Tu m’ is a painting whose complexity and mystery has always fascinated us. In 1998 we were struck by that grouping of real and symbolic elements, the idea of the realization “of a painting of cast shadows”, in an ambiguity of shapes and contents. Like that apostrophe in the end of the name, for example, which was put there to indicate an incompleteness which only the spectator/listener can fill up. A silent collaboration between author and spectator where, in the best of cases, the roles are swapped.
Describe the process of the live audio performance and its connection to the video. What software/hardware do you use to sync up the two?
We are not interested in the synchronization of two or more types of media, for example, an immediate reaction between cause and effect; but, rather, the juxtapositions of two elements and their possible resonances. In TU M’ we have this idea of the duo/double which has accompanied us for years: the two identities, the two laptops, the horizon line, the analogue and the digital, audio and video etc. Elements that when brought together, project a third shape, a vibrant shadow.
Is there an audience present in the room during the performance, and how much of their participation affects the outcome?
No, there is no audience during our studio performances; the room must be a place of silence and absence. However, right when you press REC on the recorder, you are connected with a possible audience that, sooner or later, will listen to your work, and therefore you have to be very clear about what you would like to express. We are intrigued by the idea of creating music for a single listener, and also how he/she relates to it in the various daily contexts. We are interested in the intimacy between the piece of music and the spectator, in the same way a painting is approached to in a museum, or when the work is left alone to be later found again, we do not believe much in a collective fruition.

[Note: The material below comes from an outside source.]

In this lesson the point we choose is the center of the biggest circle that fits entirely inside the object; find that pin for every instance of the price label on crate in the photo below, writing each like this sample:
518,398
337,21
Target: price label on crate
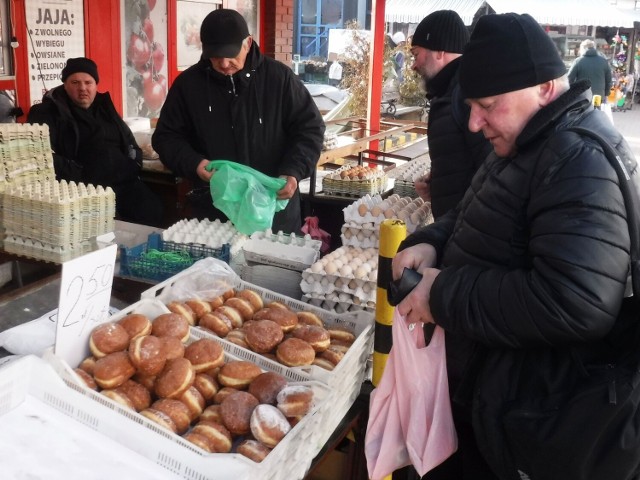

What is the modular source of the generated audio? Are there any field recordings?
In 2006, after the last recording session of “Fragile Touch Of The Coincidence”, we realized that we were increasingly using less instruments to compose. We gradually went on from the composition of 24 channel multitrack to the live stereo recording of laptop improvisations. We removed every external sound source, like acoustic instruments, field recordings, etc. and we decided to use only loops generated synthetically by laptop/Reaktor, reprocessing them live through a digital/analogue feedback. Thus, we decided to rid ourselves of all that unused instrumentation, to remain with only: 2 laptops, 2 mixing-boards, 2 headphones, some cables and a 2-channel recorder; the basis for the future project “Monochromes”. Currently, accompanied also by a setting of the 2002 Reaktor, our instrumentation has remained almost unvaried. We see the laptop and the mixing-board as veritable contemporary musical instruments with their own voice; a metaphor of the double, of the digital and of the analogue, in the search of a coexistence, or maybe of an exchange of identities.
Can you elaborate on the quote from Jean Cocteau? Are you purposefully limiting yourself to the quantity of material in music and video?
In 2006, we started to delve deeper into the study of ars antiqua, of chamber music, of landscape painting, and of the softsynth; trying to investigate the possible limits of the duo, of the instrumentation, of composition. While rereading some notes, the following quote emerged: “A poet always has too many words in his vocabulary, a painter too many colors on his palette, a musician too many notes on his keyboard.” Not by coincidence, from “Le Coq et l’Arlequin” by Cocteau; right in our most subtraction period. A 1918 sentence, written subsequent to San Francesco d’Assisi but before Donald Judd and which revealed a current state and a possible direction towards a greater awareness in making decisions. Giving a greater importance to the action of choosing.
When is the second volume out? And are there any plans on releasing Monochromes on Video?
We decided to work calmly and to record the new compositions only in four sessions during the year. The silence and the time between a session and another are as much important as the composition itself. We think that “Monochromes Vol.1” still has much to say, even in the coming years.